Imagine your 25-year-old house is worth $100,000. Currently, for property-tax purposes, your house has depreciated down to a taxable value of $62,500. If this bill had already taken full effect, your tax liability would be based on a $75,000 evaluation, a 20 percent increase in this scenario.
Currently, property-tax assessments are based on 35 percent of a property’s taxable value. AB 201 would increase the assessments to 45 percent of a property’s taxable value over the next 10 years. That would be a 28 percent increase in your property-tax bill, all other things equal.
While Nevada has one of the most confusing property-tax systems in the entire country, rigging it to increase taxes is not the solution.
Washoe County School District’s tax-increase proposal: AB 46, which would raise the property tax in Washoe County by 5 cents per $100 in assessed value and increase the Washoe County sales tax by .25 percent, passed the Assembly Taxation Committee on Tuesday. These taxes have no expiration date and would go to fund school facilities.
Washoe County School District officials have already admitted that they won’t be satisfied with this tax increase and expect to ask voters for a “rollover bond” in upcoming years. WCSD officials are also complaining that “sixty percent of District schools are more than 30 years old” even though the average age of school buildings in the U.S. is 50 years.
Of course every school needs maintenance and repair, but that’s why WCSD receives over $10,300 per pupil — excluding capital costs and debt service.
Higher-paid cops tax: Are you the same person you were in 2004? Is Nevada the same state with the same economy as in 2004? Is a non-binding advisory vote from almost 10 years ago still binding now?
Of course not, but that hasn’t stopped the Las Vegas Metropolitan Police Department from flogging a non-binding pre-financial crisis assent by Clark County voters to push for a quarter-cent hike in the Clark County sales tax. Metro lobbyists are trying to sell this as a “more cops” tax hike, but they also want the “flexibility” to merely spend the money on higher compensation for existing cops.
That’s because the recession has shown that unsustainable increases in Metro salaries and benefits are truly unsustainable. Rather than fix Nevada’s out-of-whack collective bargaining laws, which have led to 149 Metro employees making more $200,000 in total compensation in 2012 and one captain raking in over $585,000, Metro brass want you to pay more.
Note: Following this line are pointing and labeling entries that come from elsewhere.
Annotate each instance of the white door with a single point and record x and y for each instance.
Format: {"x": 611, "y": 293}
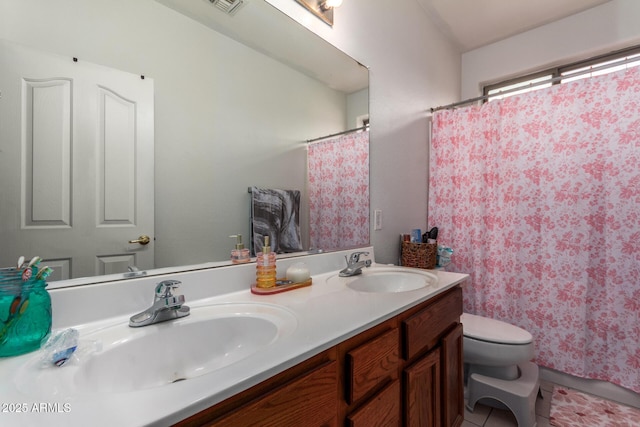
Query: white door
{"x": 76, "y": 164}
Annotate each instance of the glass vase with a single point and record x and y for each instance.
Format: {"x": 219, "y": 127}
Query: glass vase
{"x": 25, "y": 312}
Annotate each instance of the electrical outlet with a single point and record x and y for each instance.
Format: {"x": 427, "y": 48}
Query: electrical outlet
{"x": 377, "y": 219}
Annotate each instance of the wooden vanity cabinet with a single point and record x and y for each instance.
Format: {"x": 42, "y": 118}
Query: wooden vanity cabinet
{"x": 432, "y": 338}
{"x": 406, "y": 371}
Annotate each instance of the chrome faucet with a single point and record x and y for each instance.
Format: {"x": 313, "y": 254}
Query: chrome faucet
{"x": 354, "y": 265}
{"x": 166, "y": 306}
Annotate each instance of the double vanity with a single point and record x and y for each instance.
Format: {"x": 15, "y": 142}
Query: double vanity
{"x": 380, "y": 348}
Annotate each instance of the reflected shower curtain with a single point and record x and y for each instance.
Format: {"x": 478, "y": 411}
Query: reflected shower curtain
{"x": 338, "y": 173}
{"x": 539, "y": 195}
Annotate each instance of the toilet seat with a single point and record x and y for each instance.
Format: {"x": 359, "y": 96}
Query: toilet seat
{"x": 494, "y": 331}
Margin tax: The margin tax is before the Legislature because the Nevada State Education Association spent over $644,000 getting signatures on an initiative petition. NSEA’s plan would assess a 2 percent tax on gross receipts, minus certain deductions. The tax would be assessed on any business taking in more than $1 million in gross receipts, including businesses that are losing money.
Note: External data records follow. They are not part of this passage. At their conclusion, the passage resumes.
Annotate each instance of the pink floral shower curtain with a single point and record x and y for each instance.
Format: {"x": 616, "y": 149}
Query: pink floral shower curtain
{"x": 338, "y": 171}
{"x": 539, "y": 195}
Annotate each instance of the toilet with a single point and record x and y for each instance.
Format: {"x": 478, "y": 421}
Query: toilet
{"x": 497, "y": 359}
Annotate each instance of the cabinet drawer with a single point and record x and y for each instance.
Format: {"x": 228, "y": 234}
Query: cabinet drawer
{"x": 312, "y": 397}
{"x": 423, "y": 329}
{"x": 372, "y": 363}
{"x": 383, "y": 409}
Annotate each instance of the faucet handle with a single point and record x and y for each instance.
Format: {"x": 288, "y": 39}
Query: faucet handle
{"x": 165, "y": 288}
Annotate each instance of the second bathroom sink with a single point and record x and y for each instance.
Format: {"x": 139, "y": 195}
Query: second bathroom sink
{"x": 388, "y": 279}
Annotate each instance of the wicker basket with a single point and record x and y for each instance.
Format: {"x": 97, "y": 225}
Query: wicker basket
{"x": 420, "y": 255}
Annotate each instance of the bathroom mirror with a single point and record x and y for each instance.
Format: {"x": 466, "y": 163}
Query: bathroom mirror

A margin tax of just 1 percent in Texas devastated small businesses. According to Will Newton, executive director of the Texas office of the National Federation of Independent Businesses, “roughly 20 percent of small businesses reported that they would have to lay off employees and another one-third reported they would have to leave jobs unfulfilled” because of the Texas margin tax.
Because the margin-tax proposal is an initiative petition and the Legislature failed to approve it within 40 days of the start of the session, it will be on the 2014 November ballot.
In 2010, Gov. Brian Sandoval stated that raising taxes is "the worst possible thing you can do" if you want to recover from a recession. Despite his own breach of that principle, it remains absolutely correct.
While Nevada’s families and businesses continue to deal with the fallout from the worst recession in the state’s history by prioritizing and reducing their spending, many state politicians and special-interest groups seem callously eager to just bleed taxpayers with no end in sight.